Stanford Continuing Studies offered an interesting course called "Tame Big Data to Drive Big Insight". Gauthier Vasseur gave really great insights and set the foundation for the next level.
At the same time, my company introduced Microsoft Power BI:
"Power BI is a business analytics service provided by Microsoft. It provides interactive visualizations with self-service business intelligence capabilities, where end users can create reports and dashboards by themselves, without having to depend on information technology staff or database administrators." [wikipedia.com]
Based on 2017 Gartner report, Power BI is one of the leading BI and Analytics Platforms.
I personally think there is a battle between Tableau and Power BI, and you can read pros and cons for both tools. But I don't need to argue or explore, my company implemented Power Bi and I really like the tool and the capabilities.
I spent several weekends and hours to explore Power BI, using DIAD events (dashboard in a day) and youtube. To become a Power BI pro you need to learn a new language, called Data Analysis Expressions (DAX) - my favorite channels are Curbal (maintained by Ruth Pozuelo Martinez) and Enterprise DNA (maintained by Sam McKay).
Stanford Continuing Studies offered another interesting course called "an introduction to data science". Mohammad Shokoohi-Yekta gave an hands-on training to R, which is a programming language for statistical computing and graphics.
Having this knowledge on data science, data modeling, dashboarding, and statistical basics I decided to combine all together and showcased a dashboard as part of my Stanford assignment. Following screenshot shows the ggplot and corrplot visuals from R, combined with dashboard function in Power BI. For this view, I used the data set cars in R. The user can select any option in the header and all charts are updated based on the filter set. So, the user doesn't need to understand R language but can consume pre-defined views from R.
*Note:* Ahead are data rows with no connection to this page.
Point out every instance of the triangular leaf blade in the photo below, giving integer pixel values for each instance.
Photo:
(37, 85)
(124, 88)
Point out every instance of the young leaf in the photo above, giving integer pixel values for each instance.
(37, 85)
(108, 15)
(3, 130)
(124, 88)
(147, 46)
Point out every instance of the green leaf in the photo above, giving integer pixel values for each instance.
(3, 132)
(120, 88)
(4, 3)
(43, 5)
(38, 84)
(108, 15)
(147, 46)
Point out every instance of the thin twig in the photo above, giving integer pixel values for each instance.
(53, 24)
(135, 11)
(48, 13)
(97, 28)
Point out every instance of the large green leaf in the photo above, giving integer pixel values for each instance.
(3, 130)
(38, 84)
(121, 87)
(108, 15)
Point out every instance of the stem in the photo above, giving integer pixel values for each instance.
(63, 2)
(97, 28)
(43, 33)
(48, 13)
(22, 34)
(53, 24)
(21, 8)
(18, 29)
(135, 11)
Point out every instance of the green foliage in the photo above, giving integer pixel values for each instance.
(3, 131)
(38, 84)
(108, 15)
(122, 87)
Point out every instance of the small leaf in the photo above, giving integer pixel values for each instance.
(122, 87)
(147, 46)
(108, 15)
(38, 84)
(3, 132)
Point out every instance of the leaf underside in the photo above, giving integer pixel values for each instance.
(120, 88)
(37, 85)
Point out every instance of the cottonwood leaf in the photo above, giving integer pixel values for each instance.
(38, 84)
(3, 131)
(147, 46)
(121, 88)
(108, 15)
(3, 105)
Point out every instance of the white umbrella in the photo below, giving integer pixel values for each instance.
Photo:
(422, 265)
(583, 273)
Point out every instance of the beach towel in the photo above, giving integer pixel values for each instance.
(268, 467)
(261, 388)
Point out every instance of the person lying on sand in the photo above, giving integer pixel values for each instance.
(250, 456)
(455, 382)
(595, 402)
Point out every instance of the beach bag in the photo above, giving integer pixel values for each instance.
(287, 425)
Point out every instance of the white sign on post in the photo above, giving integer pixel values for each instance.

Please click on the picture to see a animated gif with different selections:
The ggplot package can visualize your data in different ways, above you can see ggplot using following option: geom_histogram, geom_density, geom_point, geom_jitter, geom_bar, geom_boxplot. With corrplot package you can find correlations between different datasets, see the bubble chart where you can visualize a strong correlation between highway and city mpg and a negative correlation for highway mpg and number of cylinders.
The next dashboard represents Real Estate Transactions and I used the ggplot package from R. The user can select number of bed rooms or bath rooms, or select a city and all charts would change based on the selection.
You can download the Power BI Desktop file, inclusive of full dataset under the following link. Please note that you need Power BI Desktop, R and R Studio installed locally to your computer plus you need to install ggplot and corrplot package in R Studio.
In reality, your customers don't need to download the power BI desktop file, you would publish your report to the web server and the user could consume the data without installing Desktop, R or any other package. These steps are only needed for developers.